Convexy

How to convert TXT to PDF on iPhone

A text file is content with no appearance. A PDF is appearance, fixed forever. This conversion takes the words and lays them out on a page — which means every decision about how it looks is being made for you.

Why anyone converts text to PDF

A .txt file is the most portable thing in computing and the least presentable. It opens everywhere, but it looks like whatever the opening app feels like — a different font, a different width, lines rewrapped, tabs collapsed. Nobody wants a receipt, a form or a submission that renders differently on every machine that sees it.

A PDF pins it down. The layout you produce is the layout everyone sees, on any device, forever. That is the entire reason the format exists, and it is why upload forms, courts, schools and printers ask for one. Converting text to PDF is not about making the content better; it is about making its appearance non-negotiable.

What the PDF will actually look like

Convexy does not invent a design. It sets your text in a plain 12-point system font, on the page size you choose, with a one-inch margin all round, wrapped at word boundaries. That is it.

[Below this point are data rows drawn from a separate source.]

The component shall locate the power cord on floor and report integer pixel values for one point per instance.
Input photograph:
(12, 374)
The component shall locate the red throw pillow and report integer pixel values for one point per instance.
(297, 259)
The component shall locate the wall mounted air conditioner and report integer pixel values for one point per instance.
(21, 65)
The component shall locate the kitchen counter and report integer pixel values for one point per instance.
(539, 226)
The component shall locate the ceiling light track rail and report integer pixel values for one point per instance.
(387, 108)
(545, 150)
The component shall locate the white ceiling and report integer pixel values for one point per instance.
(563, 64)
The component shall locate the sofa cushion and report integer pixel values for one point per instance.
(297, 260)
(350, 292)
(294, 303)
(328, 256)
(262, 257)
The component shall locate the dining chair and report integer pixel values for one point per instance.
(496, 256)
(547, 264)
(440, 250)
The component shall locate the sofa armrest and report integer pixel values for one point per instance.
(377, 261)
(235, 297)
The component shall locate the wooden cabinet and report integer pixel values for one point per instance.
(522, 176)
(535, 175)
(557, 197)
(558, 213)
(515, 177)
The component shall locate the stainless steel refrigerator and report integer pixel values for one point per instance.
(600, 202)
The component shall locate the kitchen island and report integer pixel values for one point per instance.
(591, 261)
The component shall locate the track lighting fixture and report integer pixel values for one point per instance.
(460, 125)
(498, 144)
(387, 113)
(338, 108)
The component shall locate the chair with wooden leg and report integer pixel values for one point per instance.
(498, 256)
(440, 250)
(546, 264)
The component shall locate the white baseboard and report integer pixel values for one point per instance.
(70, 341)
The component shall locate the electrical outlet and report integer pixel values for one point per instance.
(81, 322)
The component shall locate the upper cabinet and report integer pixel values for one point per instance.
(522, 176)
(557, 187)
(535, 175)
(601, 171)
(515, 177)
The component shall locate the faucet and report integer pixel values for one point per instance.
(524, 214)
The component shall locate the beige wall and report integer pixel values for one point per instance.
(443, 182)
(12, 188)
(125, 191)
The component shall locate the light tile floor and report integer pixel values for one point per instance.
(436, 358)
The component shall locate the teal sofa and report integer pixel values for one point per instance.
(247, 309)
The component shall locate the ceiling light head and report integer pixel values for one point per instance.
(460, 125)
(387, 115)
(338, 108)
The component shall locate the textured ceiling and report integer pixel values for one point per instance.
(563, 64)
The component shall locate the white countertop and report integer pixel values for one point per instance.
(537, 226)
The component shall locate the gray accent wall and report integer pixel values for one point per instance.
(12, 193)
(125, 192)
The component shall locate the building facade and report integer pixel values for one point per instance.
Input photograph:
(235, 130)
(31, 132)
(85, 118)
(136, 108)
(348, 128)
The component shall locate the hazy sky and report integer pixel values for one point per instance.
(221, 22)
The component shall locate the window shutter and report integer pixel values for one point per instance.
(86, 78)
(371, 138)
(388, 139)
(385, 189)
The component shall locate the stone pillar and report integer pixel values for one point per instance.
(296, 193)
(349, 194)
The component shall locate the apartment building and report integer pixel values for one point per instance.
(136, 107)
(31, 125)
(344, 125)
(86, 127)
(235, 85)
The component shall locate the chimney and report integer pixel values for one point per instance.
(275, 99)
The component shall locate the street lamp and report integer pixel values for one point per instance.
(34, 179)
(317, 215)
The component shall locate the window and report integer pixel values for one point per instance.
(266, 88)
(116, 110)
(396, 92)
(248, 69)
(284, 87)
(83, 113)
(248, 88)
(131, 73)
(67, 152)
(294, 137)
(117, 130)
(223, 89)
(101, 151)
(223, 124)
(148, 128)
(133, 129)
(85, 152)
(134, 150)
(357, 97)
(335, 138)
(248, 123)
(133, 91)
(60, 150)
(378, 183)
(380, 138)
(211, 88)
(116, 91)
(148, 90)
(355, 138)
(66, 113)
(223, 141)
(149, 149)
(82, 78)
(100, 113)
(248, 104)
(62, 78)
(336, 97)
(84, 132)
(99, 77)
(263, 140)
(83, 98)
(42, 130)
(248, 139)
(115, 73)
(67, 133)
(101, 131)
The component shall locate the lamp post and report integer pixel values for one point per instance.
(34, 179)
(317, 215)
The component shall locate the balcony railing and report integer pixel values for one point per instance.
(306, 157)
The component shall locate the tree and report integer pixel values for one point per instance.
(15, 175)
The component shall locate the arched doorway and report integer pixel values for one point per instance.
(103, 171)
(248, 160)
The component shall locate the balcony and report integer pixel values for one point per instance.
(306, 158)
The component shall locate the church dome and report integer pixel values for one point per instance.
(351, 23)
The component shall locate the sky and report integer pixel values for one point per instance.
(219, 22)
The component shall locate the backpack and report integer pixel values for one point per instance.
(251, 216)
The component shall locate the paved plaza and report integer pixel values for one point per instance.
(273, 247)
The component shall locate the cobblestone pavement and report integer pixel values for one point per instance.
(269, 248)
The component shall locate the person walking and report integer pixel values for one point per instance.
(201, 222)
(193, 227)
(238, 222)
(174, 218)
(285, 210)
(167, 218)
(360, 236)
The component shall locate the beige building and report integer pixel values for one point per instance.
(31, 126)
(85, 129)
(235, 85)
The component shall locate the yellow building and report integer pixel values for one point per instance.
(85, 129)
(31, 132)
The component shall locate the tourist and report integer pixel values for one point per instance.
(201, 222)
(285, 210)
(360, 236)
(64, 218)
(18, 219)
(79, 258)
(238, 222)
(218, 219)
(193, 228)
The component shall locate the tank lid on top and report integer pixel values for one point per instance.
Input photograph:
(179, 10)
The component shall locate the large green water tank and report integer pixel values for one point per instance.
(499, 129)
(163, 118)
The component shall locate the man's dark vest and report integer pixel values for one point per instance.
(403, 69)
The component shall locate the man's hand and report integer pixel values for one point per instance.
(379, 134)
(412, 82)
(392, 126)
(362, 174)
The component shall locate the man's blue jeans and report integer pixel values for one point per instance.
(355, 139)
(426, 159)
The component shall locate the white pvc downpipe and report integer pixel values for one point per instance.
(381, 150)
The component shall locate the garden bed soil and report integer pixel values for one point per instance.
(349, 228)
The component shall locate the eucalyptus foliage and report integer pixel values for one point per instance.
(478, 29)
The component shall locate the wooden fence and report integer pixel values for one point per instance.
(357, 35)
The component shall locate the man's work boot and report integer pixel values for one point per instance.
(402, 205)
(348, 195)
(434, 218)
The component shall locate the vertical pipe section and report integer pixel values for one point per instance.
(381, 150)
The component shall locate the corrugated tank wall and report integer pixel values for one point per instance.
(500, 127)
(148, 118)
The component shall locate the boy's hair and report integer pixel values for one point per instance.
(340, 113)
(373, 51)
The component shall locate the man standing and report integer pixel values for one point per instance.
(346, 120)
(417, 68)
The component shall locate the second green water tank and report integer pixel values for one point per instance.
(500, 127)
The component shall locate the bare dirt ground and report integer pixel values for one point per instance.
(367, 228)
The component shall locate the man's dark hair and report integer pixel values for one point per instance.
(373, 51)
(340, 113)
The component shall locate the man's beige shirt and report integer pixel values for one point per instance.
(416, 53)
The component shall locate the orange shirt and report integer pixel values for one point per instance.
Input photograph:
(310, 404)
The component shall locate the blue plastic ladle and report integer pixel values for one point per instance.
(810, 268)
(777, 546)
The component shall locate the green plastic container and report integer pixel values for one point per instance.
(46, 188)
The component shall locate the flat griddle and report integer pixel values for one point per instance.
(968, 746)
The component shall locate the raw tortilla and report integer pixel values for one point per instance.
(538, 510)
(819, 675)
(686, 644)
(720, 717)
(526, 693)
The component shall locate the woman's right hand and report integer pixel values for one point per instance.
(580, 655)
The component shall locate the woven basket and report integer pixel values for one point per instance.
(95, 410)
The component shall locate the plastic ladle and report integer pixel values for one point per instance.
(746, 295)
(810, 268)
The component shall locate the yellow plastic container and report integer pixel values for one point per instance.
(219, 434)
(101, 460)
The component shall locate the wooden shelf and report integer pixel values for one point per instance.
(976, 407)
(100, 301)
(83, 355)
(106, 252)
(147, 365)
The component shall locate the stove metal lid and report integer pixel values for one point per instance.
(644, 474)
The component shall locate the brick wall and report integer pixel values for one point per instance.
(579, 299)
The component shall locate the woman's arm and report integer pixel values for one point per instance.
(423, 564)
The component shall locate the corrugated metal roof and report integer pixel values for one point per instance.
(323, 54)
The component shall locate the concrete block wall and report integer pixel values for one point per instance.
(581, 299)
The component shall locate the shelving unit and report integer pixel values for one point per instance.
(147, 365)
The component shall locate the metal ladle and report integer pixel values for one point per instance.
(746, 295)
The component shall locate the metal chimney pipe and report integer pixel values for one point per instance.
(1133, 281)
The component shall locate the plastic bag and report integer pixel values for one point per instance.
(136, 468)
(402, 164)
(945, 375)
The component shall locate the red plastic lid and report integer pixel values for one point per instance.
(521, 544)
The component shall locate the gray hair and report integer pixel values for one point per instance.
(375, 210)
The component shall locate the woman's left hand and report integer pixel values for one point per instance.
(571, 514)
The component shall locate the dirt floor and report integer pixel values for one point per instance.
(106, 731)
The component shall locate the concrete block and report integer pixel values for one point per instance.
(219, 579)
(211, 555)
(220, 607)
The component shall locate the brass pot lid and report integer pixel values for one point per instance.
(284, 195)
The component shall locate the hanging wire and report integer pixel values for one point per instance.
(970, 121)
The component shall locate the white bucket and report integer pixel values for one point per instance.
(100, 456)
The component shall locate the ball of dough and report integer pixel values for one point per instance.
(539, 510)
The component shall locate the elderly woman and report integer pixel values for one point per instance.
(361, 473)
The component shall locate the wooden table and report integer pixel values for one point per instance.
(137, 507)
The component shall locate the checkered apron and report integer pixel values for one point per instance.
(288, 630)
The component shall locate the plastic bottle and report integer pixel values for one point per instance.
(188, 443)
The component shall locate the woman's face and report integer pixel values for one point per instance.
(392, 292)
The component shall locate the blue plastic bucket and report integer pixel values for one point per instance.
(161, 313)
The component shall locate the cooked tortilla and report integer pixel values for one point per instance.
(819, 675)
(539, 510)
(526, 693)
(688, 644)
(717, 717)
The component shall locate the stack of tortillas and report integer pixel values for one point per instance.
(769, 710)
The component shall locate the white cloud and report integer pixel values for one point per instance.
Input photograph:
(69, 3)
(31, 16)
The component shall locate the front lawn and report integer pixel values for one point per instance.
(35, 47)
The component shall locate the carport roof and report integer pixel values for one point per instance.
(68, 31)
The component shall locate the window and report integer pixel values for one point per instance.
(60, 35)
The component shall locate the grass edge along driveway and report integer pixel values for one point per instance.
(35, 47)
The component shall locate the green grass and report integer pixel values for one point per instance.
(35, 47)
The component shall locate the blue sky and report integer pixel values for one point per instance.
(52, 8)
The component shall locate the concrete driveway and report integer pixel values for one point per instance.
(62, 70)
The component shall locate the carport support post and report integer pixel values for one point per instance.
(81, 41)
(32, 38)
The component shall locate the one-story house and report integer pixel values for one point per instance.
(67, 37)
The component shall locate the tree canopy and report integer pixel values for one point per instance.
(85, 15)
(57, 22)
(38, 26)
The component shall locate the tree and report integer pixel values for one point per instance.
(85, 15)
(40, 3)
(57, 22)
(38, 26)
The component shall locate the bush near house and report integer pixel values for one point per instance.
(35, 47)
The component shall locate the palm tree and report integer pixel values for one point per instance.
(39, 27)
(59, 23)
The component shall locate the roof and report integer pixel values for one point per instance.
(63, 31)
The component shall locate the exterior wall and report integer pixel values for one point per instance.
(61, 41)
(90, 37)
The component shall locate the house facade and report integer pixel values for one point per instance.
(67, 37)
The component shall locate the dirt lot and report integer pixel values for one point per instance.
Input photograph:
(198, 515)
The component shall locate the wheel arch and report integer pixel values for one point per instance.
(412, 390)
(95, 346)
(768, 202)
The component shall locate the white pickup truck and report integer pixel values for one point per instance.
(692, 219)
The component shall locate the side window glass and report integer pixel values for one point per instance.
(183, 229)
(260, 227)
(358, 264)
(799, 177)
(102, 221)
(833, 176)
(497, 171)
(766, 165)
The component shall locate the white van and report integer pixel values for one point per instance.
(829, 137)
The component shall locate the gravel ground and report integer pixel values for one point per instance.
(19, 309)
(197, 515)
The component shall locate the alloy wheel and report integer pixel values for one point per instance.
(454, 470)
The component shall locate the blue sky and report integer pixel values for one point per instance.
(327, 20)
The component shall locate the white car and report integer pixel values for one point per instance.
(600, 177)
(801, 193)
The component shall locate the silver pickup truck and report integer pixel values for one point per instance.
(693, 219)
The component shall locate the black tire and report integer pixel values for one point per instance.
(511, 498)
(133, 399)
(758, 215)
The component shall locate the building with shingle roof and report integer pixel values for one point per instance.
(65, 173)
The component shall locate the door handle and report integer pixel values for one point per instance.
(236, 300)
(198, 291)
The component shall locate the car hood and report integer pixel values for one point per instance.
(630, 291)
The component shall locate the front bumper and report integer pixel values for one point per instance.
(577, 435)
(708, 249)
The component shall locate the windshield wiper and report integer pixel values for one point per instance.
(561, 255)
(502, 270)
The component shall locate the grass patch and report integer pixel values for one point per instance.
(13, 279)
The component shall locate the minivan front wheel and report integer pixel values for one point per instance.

The output is a single page. Convexy renders one page at the size you chose; text that runs past the bottom of that page is not carried onto a second one. For a note, a snippet, a licence key, an address or a short letter this is a non-issue. For a long document it is a real limit, and we would rather you know it here than discover it after converting.

The workaround, if you need a long text file as a multi-page PDF: split the text into page-sized chunks, convert each, and stitch the results together with the PDF Merge tool — which is free forever, no purchase and no trial needed.

If your text has structure, do not use TXT

People often want headings, bullet lists and bold in the finished PDF, and are disappointed that a text file did not produce them. It could not have — the information was never in the file.

The fix is upstream: write the document in Markdown instead. Markdown is still a plain text file you can edit anywhere, but # Heading, - bullet and **bold** carry meaning, and Convexy renders that meaning when it converts. See Markdown to PDF. If your text already lives in something rich — a TextEdit or Word file saved as RTF — convert RTF to PDF and the formatting comes with it.

Encoding: read the file correctly or get mojibake

A text file is bytes. Which characters those bytes represent depends on the encoding, and the file does not reliably say which one it used. Convexy reads text files as UTF-8, which is what essentially everything written this century uses. If a file produced by some ancient Windows tool comes out with strange symbols where the accents and quotes should be, the file is not UTF-8 and you are looking at the classic encoding mismatch — re-save it as UTF-8 in a text editor first.

The conversion runs on your iPhone. There is no upload, no account and no server — which matters more than usual here, because the text files people convert to PDF tend to be the ones with recovery codes, account numbers and draft letters in them. Airplane Mode changes nothing about how the app behaves.

How to do it

  1. Bring the text file in

    Open Convexy, tap Browse files and pick the .txt, or share it into Convexy from Files or any other app.

  2. Choose PDF

    Convexy shows only what a text file can become: PDF, RTF, HTML and Markdown. Tap PDF.

  3. Pick the page size

    Open Options and choose Letter, A4 or Legal. Match whatever your recipient or printer expects; A4 outside North America, Letter inside it.

  4. Convert

    Tap Convert. Open the preview and check the text fits the page, since anything past the bottom of the first page is not carried over.

  5. Save or share

    Save the PDF to Files, or send it straight on from the share sheet. If you are assembling a longer document, run PDF Merge afterwards to combine several pages.

Common questions

Will a long text file become a multi-page PDF?

No. Convexy produces a single page at the size you chose, and text that would fall past the bottom of it is not carried onto a second page. Convert page-sized chunks and combine them with the free PDF Merge tool if you need a long document. Short text — notes, snippets, letters, forms — converts in one shot.

Does the PDF keep my bold text and headings?

A plain text file does not contain bold text or headings. It contains characters. There is nothing to keep, and any converter that appears to produce headings from a .txt file is guessing at your intent. If you want real structure in the PDF, write the source as Markdown and convert that instead.

Letter or A4?

A4 (210 x 297 mm) is standard everywhere except the United States and Canada, which use Letter (8.5 x 11 in). They are close enough to look interchangeable on screen and different enough that printing a Letter PDF on A4 paper gives you unwanted margins or a scaled page. Match the recipient, not your own habit.

Can I select and copy the text in the finished PDF?

Yes. The PDF contains the actual characters, not a picture of them, so it is selectable and searchable in any PDF reader. This is the opposite of what you get when you screenshot a document and export the image.

Can Convexy make a Word document instead?

No. Convexy does not support DOC or DOCX in either direction. A text file can become PDF, RTF, HTML or Markdown. RTF is the closest thing on that list to a word processor document — Word, Pages and TextEdit all open it.

Is my text file uploaded anywhere?

No, and there is nowhere for it to go: the app has no backend. The PDF is rendered on your device by the operating system's own graphics stack. You can verify this by putting the phone in Airplane Mode and converting anyway.